Le thème de la relation viscérale ou mortelle à la vidéo fait bien sûr songer à Ring, dont Kim Jin-won se prévaut dans la quête des origines. La protagoniste de Warning: Do Not Play cherche à mettre la main sur le film par tous les moyens : en revenant dans la faculté de cinéma où elle a étudié, en interrogeant des étudiants de cette université (l’ironie veut qu’elle les identifie dans un bar grâce à leur vive conversation sur Christopher Nolan), en s’introduisant chez le réalisateur du film maudit, en se rendant sur les lieux de tournage… À travers les questionnements de son personnage, Kim Jin-won partage avec le spectateur la difficulté du deuxième film en tant que cinéaste, entre faire ce qu’on attend de lui et explorer de nouveaux sillages. Le clivage cinéma indépendant / cinéma de studio, la récupération de la caméra à la première personne de The Butcher dans certains plans, et surtout la projection de Mi-jung dans son propre imaginaire dans l’élaboration mentale de son œuvre, participent activement à la réflexion.

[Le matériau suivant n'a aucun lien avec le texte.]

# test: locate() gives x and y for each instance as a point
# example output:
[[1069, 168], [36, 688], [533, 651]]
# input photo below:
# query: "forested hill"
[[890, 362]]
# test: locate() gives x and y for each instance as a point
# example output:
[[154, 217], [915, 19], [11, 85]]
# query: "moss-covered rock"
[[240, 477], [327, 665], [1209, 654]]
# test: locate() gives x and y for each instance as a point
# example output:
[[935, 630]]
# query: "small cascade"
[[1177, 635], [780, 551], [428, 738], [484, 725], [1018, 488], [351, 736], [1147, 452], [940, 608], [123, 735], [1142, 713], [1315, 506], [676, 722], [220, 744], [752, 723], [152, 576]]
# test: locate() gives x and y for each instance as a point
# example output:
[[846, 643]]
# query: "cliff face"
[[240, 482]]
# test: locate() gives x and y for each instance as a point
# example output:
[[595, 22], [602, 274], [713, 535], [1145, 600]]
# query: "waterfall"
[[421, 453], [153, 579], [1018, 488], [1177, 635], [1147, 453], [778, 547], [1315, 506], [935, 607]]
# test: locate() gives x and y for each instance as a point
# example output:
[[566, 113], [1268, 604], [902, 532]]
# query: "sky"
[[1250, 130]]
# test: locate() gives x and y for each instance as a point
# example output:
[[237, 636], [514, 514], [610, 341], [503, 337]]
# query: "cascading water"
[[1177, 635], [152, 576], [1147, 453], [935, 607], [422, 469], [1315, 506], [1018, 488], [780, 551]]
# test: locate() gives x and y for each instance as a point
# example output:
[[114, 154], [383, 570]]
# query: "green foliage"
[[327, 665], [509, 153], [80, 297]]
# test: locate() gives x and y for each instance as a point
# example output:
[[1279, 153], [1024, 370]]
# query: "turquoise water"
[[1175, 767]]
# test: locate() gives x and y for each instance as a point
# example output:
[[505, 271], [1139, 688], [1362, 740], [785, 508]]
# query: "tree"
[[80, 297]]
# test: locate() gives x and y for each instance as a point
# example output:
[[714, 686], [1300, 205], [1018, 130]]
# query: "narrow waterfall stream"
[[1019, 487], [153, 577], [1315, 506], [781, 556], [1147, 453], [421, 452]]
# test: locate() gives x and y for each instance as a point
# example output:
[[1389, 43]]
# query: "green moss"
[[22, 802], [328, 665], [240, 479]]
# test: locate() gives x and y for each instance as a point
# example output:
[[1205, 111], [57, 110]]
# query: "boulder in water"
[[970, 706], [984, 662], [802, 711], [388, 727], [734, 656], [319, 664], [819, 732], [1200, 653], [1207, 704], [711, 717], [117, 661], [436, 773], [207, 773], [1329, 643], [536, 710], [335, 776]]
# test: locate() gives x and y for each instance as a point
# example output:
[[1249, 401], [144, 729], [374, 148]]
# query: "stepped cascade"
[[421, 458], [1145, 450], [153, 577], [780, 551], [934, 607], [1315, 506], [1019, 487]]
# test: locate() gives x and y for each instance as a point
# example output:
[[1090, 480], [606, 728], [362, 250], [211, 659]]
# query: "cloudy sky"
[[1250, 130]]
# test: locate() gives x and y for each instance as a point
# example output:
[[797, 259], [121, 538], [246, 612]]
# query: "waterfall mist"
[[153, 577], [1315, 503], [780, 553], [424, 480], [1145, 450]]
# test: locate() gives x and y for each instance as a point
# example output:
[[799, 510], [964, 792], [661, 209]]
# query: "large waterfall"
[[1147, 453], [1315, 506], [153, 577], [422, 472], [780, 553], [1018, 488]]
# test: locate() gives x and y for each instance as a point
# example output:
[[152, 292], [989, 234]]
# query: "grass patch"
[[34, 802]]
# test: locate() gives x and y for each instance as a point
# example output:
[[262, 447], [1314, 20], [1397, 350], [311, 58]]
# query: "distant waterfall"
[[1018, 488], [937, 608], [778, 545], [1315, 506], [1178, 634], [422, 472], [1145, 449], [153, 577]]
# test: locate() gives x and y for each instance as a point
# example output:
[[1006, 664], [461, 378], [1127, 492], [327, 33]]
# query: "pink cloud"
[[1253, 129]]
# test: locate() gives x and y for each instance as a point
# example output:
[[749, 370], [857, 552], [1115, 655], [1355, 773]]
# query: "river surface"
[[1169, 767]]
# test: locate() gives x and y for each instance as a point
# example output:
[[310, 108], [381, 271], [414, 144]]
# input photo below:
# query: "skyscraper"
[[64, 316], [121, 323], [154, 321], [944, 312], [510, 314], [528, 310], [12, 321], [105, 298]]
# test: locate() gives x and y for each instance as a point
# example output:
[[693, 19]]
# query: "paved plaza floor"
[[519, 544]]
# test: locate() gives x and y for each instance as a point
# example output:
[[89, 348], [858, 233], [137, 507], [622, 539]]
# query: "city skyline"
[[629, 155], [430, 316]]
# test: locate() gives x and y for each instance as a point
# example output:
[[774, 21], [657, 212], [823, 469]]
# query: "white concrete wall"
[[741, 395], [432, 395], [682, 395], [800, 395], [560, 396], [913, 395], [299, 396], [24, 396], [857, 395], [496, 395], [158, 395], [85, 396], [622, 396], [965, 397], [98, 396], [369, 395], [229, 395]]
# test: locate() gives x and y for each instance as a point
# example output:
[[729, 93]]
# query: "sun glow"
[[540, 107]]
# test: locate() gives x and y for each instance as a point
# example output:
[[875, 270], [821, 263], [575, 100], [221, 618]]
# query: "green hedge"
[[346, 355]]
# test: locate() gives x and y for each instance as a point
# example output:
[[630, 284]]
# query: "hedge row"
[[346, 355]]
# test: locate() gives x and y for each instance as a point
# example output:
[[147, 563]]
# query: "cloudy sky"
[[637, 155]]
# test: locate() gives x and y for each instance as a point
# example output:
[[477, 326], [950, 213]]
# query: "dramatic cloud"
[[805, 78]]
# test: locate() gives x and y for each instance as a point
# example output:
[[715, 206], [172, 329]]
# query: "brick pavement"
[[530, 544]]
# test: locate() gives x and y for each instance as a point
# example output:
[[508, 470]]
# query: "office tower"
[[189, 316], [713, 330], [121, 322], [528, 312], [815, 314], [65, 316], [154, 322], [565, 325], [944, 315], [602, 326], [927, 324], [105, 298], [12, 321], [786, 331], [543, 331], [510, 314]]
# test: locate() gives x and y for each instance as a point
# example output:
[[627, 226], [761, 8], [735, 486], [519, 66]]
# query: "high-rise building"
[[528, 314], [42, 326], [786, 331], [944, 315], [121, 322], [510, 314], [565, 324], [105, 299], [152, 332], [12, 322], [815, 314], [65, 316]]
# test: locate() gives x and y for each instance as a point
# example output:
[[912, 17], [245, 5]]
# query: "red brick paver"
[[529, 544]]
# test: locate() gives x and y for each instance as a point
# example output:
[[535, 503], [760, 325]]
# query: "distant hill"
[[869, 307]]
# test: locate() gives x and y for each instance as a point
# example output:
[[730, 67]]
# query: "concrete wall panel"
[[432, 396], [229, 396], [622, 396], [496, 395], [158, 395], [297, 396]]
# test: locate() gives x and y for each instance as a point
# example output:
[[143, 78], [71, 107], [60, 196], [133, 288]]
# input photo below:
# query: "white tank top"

Justement, l’esthétique des fantômes japonais aux cheveux longs, qui a bercé Kim Jin-won dans les années 90, s’intègre aux visions de Mi-jung une fois qu’elle a pu récupérer le fichier source du court-métrage. Ces apparitions, accompagnées de lumières clignotantes, pourraient être perçues comme une facilité dans le film, mais donnent en réalité plus de poids à la nervosité artistique et à la perte de confiance du personnage. Mi-jung suit le même cheminement que dans Videodrome de David Cronenberg ou Eyes Wide Shut de Stanley Kubrick : son enquête n’apporte des indices que par une intervention extérieure, lesdites réponses remettant en question son jugement ou sa perception. Regarder ce qui ne doit pas être regardé, fouiller ce qui ne doit pas être fouillé : l’interdit stimule, en dépit des conséquences, aussi néfastes soient-elles.

(c) Kim Jin-won – Wild Side / Wild Bunch

La mise en danger pour le savoir à tout prix se marie idéalement à la légende urbaine évoquée par Warning: Do Not Play, à rapprocher des snuff movies traités dans Tesis d’Alejandro Amenábar. Les « on dit » et il paraît que », mêlés à la souffrance supposément causée par les images, amplifient le désir voyeuriste de Mi-jung. Le choix délibéré de la montrer dans l’obscurité de son appartement, dans des rues silencieuses, voire dans des lieux vides ou désaffectés (où la vie a disparu) souligne à ce titre sa vulnérable solitude : elle est à la fois potentiellement future victime et la mieux placée pour « regarder ». Le court-métrage « qui tue » s’apparente finalement à un found footage, d’abord making of d’un tournage, puis bain de sang inexpliqué dans une salle obscure, dont on ne sait s’il est orchestré par le réalisateur lui-même ou par une force occulte. Un doute subsiste en permanence sur l’authenticité de ce qui est vu pour sa provenance ou son interprétation sous le regard de Mi-jung. Cette dernière demande d’ailleurs à un de ses amis pourquoi il continue à fréquenter, étant donné le comportement égoïste qu’elle lui fait subir depuis plusieurs années. De tels moments témoignent du soin apporté à la complexité du personnage.

On navigue ainsi dans un plaisant brouillard jusqu’à un finale certes un peu confus, mais libérant avec une grande efficacité la meute fantasmagorique dans un cinéma abandonné, éclairé à la lampe torche d’un téléphone. Le long-métrage n’a jamais besoin d’en faire des tonnes pour montrer ce qu’il veut exprimer. Sa concision (1h23) est un atout pour entrouvrir de nombreuses portes dont la conclusion reste à la discrétion de chacun. C’est là l’audace de Kim Jin-won : en maquillant son méta-film d’horreur en film d’enquête, il refuse de jouer toutes ses cartes dès le début. Maintenant que le stress du deuxième film est passé et que le réalisateur a montré qu’il savait s’adapter au genre mis en scène, on attend d’autant plus le troisième film de cet artisan talentueux.